At WHOOP, the business problem is to unlock human performance and healthspan by building durable machine learning platforms that enable teams to develop, deploy, and operate models safely and at scale.
Requirements
- Strong programming skills in Python, with experience in building distributed systems and REST/gRPC APIs.
- Deep knowledge of cloud-native services and infrastructure-as-code (e.g., AWS CDK, Terraform, CloudFormation).
- Hands-on experience with model deployment platforms such as AWS SageMaker, Vertex AI, or Kubernetes-based serving stacks.
- Proficiency in ML lifecycle tools (MLflow, Weights & Biases, BentoML) and containerization strategies (Docker, Kubernetes).
- Understanding of data engineering and ingestion pipelines, with ability to interface with data lakes, feature stores, and streaming systems.
- Experience with building scalable ML infrastructure in cloud environments (e.g., AWS).
- Knowledge of MLOps infrastructure (e.g., MLflow, feature store, experiment tracking, model registry).
Responsibilities
- Architect, build, own, and operate scalable ML infrastructure in cloud environments (e.g., AWS), optimizing for speed, observability, cost, and reproducibility.
- Create, support, and maintain core MLOps infrastructure (e.g., MLflow, feature store, experiment tracking, model registry), ensuring reliability, scalability, and long-term sustainability.
- Develop, evolve, and operate MLOps platforms and frameworks that standardize model deployment, versioning, drift detection, and lifecycle management at scale.
- Implement and continuously maintain end-to-end CI/CD pipelines for ML models using orchestration tools (e.g., Prefect, Airflow, Argo Workflows), ensuring robust testing, reproducibility, and traceability.
- Build, manage, and maintain both real-time and batch inference infrastructure, supporting diverse use cases from physiological analytics to personalized feedback loops for WHOOP members.

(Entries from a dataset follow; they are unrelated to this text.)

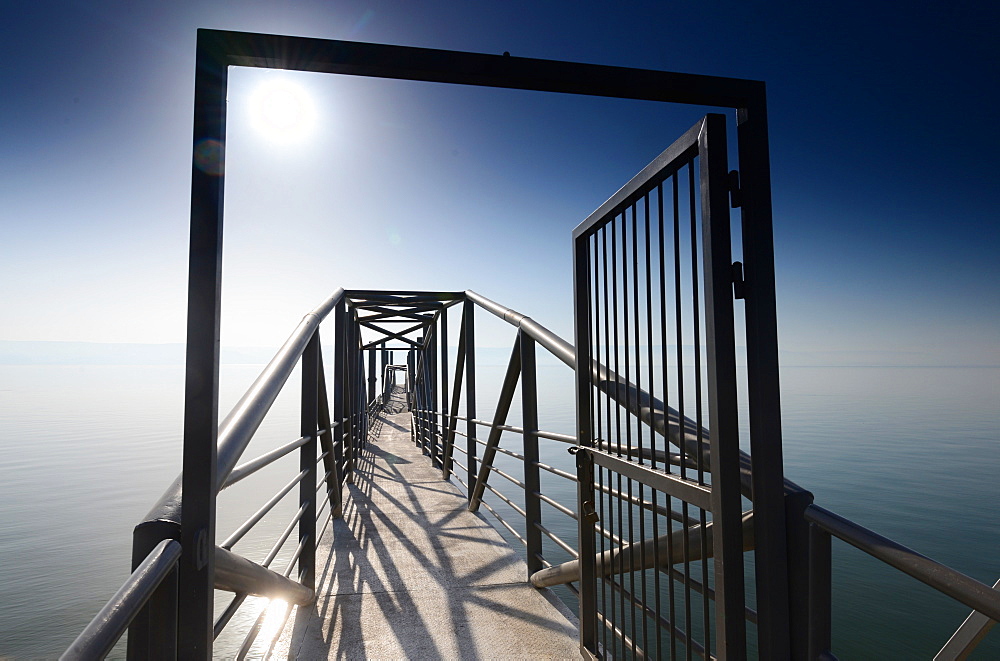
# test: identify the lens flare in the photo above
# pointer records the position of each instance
(282, 111)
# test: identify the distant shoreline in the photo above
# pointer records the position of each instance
(136, 354)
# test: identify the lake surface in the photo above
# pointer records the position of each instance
(911, 452)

- Design, implement, and own automated observability tooling (e.g., for model latency, data drift, accuracy degradation), integrating metrics, logging, and alerting with existing platforms.
- Leverage AI-powered tools and automation to reduce operational overhead, enhance developer productivity, and accelerate model release cycles.
Other
- Bachelor’s or Master’s Degree in Computer Science, Engineering, or a related field; or equivalent practical experience.
- 5+ years of experience in software engineering with a focus on ML infrastructure, cloud platforms, or MLOps.
- Proven ability to work cross-functionally with Data Science, Data Platform, and Software Engineering teams, influencing decisions and driving alignment.
- Passion for AI and automation to solve real-world problems and improve operational workflows.
- Must be prepared to relocate if necessary to work out of the Boston, MA office.